Promise Debuts 4X Thunderbolt RAID Box
Promise Technology announced a smaller version of its Pegasus RAID storage box that integrates 2.5-inch hard drives as well as Thunderbolt connectivity.
The company said that it will be offering several versions starting with at least four 250 GB hard drives in a shell that is slightly smaller than a Mac mini computer. The drives can be upgraded by the owners later on, if they wish to do so.
What makes the J4 box interesting is its Thunderbolt interface, which will enable data transfer rates of up to 700 MB/s in read processes if equipped with SSDs. The device also supports daisy-chaining via a second Thunderbolt port. While the initial version of the J4 is exclusively targeting Mac devices, Promise said that it has plans for a Windows version as well.
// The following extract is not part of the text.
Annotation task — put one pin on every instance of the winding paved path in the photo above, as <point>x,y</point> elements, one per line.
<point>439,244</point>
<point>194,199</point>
According to the manufacturer, the device is scheduled to become available in June of this year. There was no information how much the J4 will cost.
No point in wasting money on four 250GB drives just to replace them with something 'better' :-)
http://goo.gl/W94VJ
How much is it? I don't quite think you belong on a hardware forum methinks. lol.
Hopefully they release ones with larger capacities or just leave them empty and let end users throw their own in.
Thunderbolt is theoretically 2x as fast as USB 3.0, (its more like 2.2x in real world due to USB overheads) if your using a HDD with 90MB/s transfer speeds it wont make a difference, if your using a RAID array like being discussed here then TB is a big advantage over USB 3.0 bottlenecks.
Do you mean to say USB "2.0" Because if not your response doesn't make much sense. The article I read put TB head to head with USB 2 & 3.0. TB only finished transferring the file 2.2 seconds faster than USB 3.0. That is nowhere near 2.2x or even 2x faster than USB 3.0. This was a actual speed test done by transferring files to an SSD Macbook, so forget theoretical speeds. The whole point of my first post was to make it understood that Apple's "theoretical" TB speed predictions are way off mark. Take into account the extra money you have to spend to buy the TB cable and the extra speed doesn't really seem like increased value. As for the RAID array, that's a moot point seeing ass if you did the same thing in a USB 3.0 array you would remove the bottlenecks and still not have to spend extra money on proprietary equipment. So yes a RAID TB set up would beat the hell out of a single USB 3.0 drive, but it would only marginally exceed the same RAID USB 3.0 set up. Not trying to be a dick, it's just that unless you meant 2.0 instead of "3.0", your post makes little sense.
TB lays waste to FW800. I wish they'd release some 2.5" TB enclosures that I could find out my local retailer.
No I did not mean USB 2.0 I meant 3.0, in the test you mentioned the speeds were the same because both of them were a lot faster than the drive being tested. In a RAID environment its entirely possible that 4 drives could surpass the bandwidth of USB 3.0 (625MB/s theoretical,
I am NOT paying $50 for a stupid cable. I'm sorry. I'll pay extra money for devices that have the electronics built in, but it's just idiotic to move expensive parts to a component that frequently breaks.
What about eSATA? The cables cost next to nothing and it's about as fast as plugging it into the motherboard directly.
Yes eSATA is quick too but it also requires external/additional power.